Hal ini pun diungkap Kartini dalam suratnya kepada Prof Anton beserta istrinya, yang ditulis pada 4 Oktober 1902.
"Apabila kami di sini minta, ya mohon, mohon dengan sangat supaya diusahakan pengajaran dan pendidikan bagi anak-anak perempuan, bukanlah karena kami hendak menjadikan anak-anak perempuan menjadi saingan orang laki-laki dalam perjuangan hidup ini."
"Melainkan karena kami yakin akan pengaruh besar yang datang dari kaum perempuan.

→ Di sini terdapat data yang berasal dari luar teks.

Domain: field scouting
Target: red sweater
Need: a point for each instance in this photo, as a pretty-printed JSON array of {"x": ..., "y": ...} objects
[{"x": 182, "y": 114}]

Kami hendak menjadikan perempuan menjadi lebih cakap dalam melakukan tugas besar yang diletakkan oleh Ibu Alam sendiri ke dalam tangannya: menjadi ibu, pendidik umat manusia yang utama," tulis Kartini.
Kartini meyakini kaum perempuanlah yang pertama kali memikul kewajiban sebagai pendidik. Seorang perempuan akan menjadi seorang ibu yang akan menjadi pusat kehidupan rumah tangga.
Seorang ibu, menurut Kartini, dibebankan tugas besar untuk mendidik anak-anaknya dan membentuk budi pekertinya.
Dengan demikian, anak perempuan harus mengenyam pendidikan yang baik pula agar kelak bisa menjalani tugas dalam mendidik anak-anaknya.
Dia menyadari betul bahwa mendidik bukan hanya sekadar membuat seseorang menjadi pintar.
Oleh karena itu, kemajuan peradaban akan bisa berjalan dengan cepat apabila seorang perempuan, yang kelak menjadi seorang ibu, memiliki kemampuan mendidik anak-anaknya dengan baik.
"Anak-anak perempuannya akan menjadi ibu pula. Sedangkan anak-anak laki-laki kelak pasti akan menjadi penjaga kepentingan bangsanya," ujar Kartini.